Hello and Welcome!

I am, and always have been, a notoriously bad blogger. But I'm back to give it another try, one more time.

I seem to have rediscovered my "pep" in recent times, and I'm ready to try some new things, and get back into the things that matter to me... at this stage, this chiefly involves getting fit and losing weight (again!)




Monday, September 20, 2010

Goal check

Well here I am, reporting on progress to date on the weekly plan.

Exercise - success. I went for a run this morning, despite spending a good 10 minutes trying to talk myself out of it. I took a 4km route I've done a couple of times in recent weeks, and I can really see the improvements I've made already, which is very encouraging. I'm running at almost 9km/hour (including some quite unfriendly hills), and managed to run the whole way without dying. Tonight I went to the gym and sat on a bike for 15 minutes, then joined the ''orbit'' class. This is a swiss ball based toning class, which I thought would be pretty easy. Um, no. I suspect the rest of my weekly exercise plans will be in danger come tomorrow morning when I'm unable to walk. Lots of squats and lunges (which incidentally is exactly why I have to do classes and not freestyle it myself either at the gym or at home. I'll use a leg press machine and whatever, but I will NEVER do squats and lunges unless I'm forced to do them in a class. And I know they're good for me... but they hurt!!)

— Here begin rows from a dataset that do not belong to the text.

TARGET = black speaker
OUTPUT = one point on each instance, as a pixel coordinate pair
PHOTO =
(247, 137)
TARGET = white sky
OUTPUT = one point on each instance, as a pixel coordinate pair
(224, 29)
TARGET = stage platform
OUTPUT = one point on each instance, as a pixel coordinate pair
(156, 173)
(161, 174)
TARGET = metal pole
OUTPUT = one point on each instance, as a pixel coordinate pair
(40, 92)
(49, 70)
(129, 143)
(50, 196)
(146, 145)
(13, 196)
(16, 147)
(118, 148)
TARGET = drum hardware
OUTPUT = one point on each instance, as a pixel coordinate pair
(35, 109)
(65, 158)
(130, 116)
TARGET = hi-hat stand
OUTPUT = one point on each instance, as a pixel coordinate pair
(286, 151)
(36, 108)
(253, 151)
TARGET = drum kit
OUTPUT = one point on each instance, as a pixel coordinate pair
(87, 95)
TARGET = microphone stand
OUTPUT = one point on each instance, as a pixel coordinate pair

Food intake - not terrible, but could be better. I can't believe I'm berating myself for under-eating, this is an all time first for me. I've eaten all really good, nutritious food, but only 1,300 calories, which is really a bit light on with 1 1/2 hours of exercise. As I've said before, my head is broken when it comes to food, and being a recovering binge-eater makes me hesitant to push more food in when I'm not really hungry. I could certainly eat more, I don't doubt that, but I don't feel that I need it especially. I am theorising that my appetite will really pick up once I'm doing a lot more regular exercise, so I think I'll roll with it for now, and make a conscious effort to increase the intake if I'm struggling for energy later in the week.

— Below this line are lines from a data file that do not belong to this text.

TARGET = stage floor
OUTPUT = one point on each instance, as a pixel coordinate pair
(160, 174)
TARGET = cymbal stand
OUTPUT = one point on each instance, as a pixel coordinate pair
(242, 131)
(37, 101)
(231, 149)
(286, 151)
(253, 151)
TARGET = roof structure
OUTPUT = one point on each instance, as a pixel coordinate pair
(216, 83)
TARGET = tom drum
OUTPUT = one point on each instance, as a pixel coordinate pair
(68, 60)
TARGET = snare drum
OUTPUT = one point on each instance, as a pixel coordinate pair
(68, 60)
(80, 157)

When I come to think about it, I guess my intake is low mainly because I'm not factoring in "treats" much these days, so perhaps it's not so bad after all - that crap doesn't fuel the body anyway. There are duel reasons for the lack of treats in my diet at this stage. #1, I've developed an allergy to chocolate. Sob. It gives me a gross rash all over my body. #2, it's the treat foods that have been mostly responsible for binge eating behaviour in recent times (you know the drill, bake a batch of muffins then eat them all...) At the moment I'm coping quite well without the treats in my daily intake - if I don't start on the rubbish, I can't get stuck in a binge-spiral. I'm not naïve enough to think this is sustainable for all eternity, and if I'm out with people or I particularly want something, I'll have it. But for now, I'll have to make sure that's in public, so I can't eat a whole cake instead of just a slice, or whatever it may be.

Focus at work - ahem. Next topic.

Sleep - I got a good 7 hours in last night, but if I don't stop blogging, tonight's not going to be so good. Goodnight all!

1 comment:

  1. Erk, my food was terrible last night... I was so hungry after training yesterday morning, I didn't think to pack more lunch and just about inhaled the house when I got home... best review that for next week!!

    Thanks for the comment on the running... I know you're right. Once I find that rhythm, I'll be ok... so for the moment... I'll work on finding that. It comes to me sometimes!!